Followed by 0
Ignored by 0
In United States
Registered Aug 12, 2010
I-man's most recent comments:
- On 4 Jan 2012
Landlord's duties to maintain house,
I think we all agree that the repairs should be done ASAP but in this case, the tenant has a very rigid definition. In the case of the dryer failure, the dryer was 20 yrs old and the belt snapped. The tenant called an appliance repair place who quoted him a couple of hundred bucks to show up right away. The landlord said that they preferred to replace it since it was so old but it might take a couple of days to have it delivered and installed/ The tenant got irate because that wasn't quick enough. In the case of the garage door, he got a quote for $69 plus parts to be done immediately. The landlord said they'd like to look at it because this was the second time it broke in a couple of months. Tenant gets all irate because he wants it done that day and landlord says to go ahead. Turns out, the repair guy doesn't show for a couple of days and the $69 was just to look at it. Parts and labor came to over $200. They also raised a stink when they moved in because the garage door opener wasn't working. It turned out that it became unplugged when moving boxes were stacked up against the outlet. No apologies either. Also, when they moved in, they claimed that the electrical in the kitchen was bad because the breaker kept popping. Again, they demanded (it's never a request, always a demand) the kitchen be rewired and they had guy who would do it for a few grand. It turns out they were plugging a toaster,a microwave, and a fridge into one 20A circuit because they didn't want to move the toaster to the other side of the counter.
- On 22 Jun 2011
buying a first House in these horrid economic times.,
Once people get over the idea of a house being an investment, it's as easy to justify as buying a car. Many people buy cars every few years and accept the fact that their trade-in is worth thousands of dollars less than they paid. I once bought a three-year-old Saab for about half it's MSRP and by the time I sold it three years later, it had declined $30k from the original price! So if we accept that our mortgage payment is a fixed cost for many years and that at some point, we may have to sell at a minimal gain or even a loss, it's no big stretch to justify the purchase.
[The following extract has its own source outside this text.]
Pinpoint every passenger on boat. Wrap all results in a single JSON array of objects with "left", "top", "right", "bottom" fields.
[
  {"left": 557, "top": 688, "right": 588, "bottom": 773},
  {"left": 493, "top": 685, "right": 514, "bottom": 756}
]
Of course, in purely economic terms, it may make more sense to rent for all the well known reasons. But the same can be said for buying a car. Some argue that car ownership is a waste of money and that we should take public transportation or that we should buy a used car and keep it until it dies, etc.. True, but if someone accepts they're going to lose money overall but it's worth the convenience or luxury or whatever, then all is good.
Basically, we are human and we don't live our lives by what is quantitatively best for us, but what makes us happy.
- On 16 May 2011
Why Healthcare Costs So Much,
If the consumers do not need to worry about paying for something, then it is not “business, pure and simple.”
How so? Supply and demand. Everyone involved in the medical field is trying to maximize their profit and as long as there's someone (i.e. the insurance companies or the government) willing to pay, there's no reason to lower the price as long as there's a demand.Paralithodes says
Your analogy is irrelevant because
a) Even the business-travel consumers are closer to the point of cost impacting them, which is why most companies do not have such an open ended, no expense limit approach to lodging as you imply in your analogy, and as you acknowledge, companies can change their behavior (e.g., non-essential travel + additional lodging rules) when trying to watch overall expenses,
b) There is still a huge market for hotel consumers who are paying ** directly out of their own pocket, and not simply expensing their lodging to some ethereal third party except for a token co-pay.**
a) As long as the company pays their hotel fee, the traveler doesn't question the cost. As long as the insurance company or government pays the tab, the patient isn't going to question the cost.
b) In my analogy, there are virtually no self-paying lodgers.
The healthcare market is dominated by third-party payors. The insurance companies pass the costs on to the insured. The government passes the cost on to the taxpayers. The insurance companies can't band together and agree to limit what they're willing to pay because of anti-trust laws. The government can and does set a limit but it's heavily influenced by the healthcare lobby and the voters so it doesn't go very far. The whole thing continues until people can't afford the insurance premiums or the government can't afford to borrow more money and then it collapses.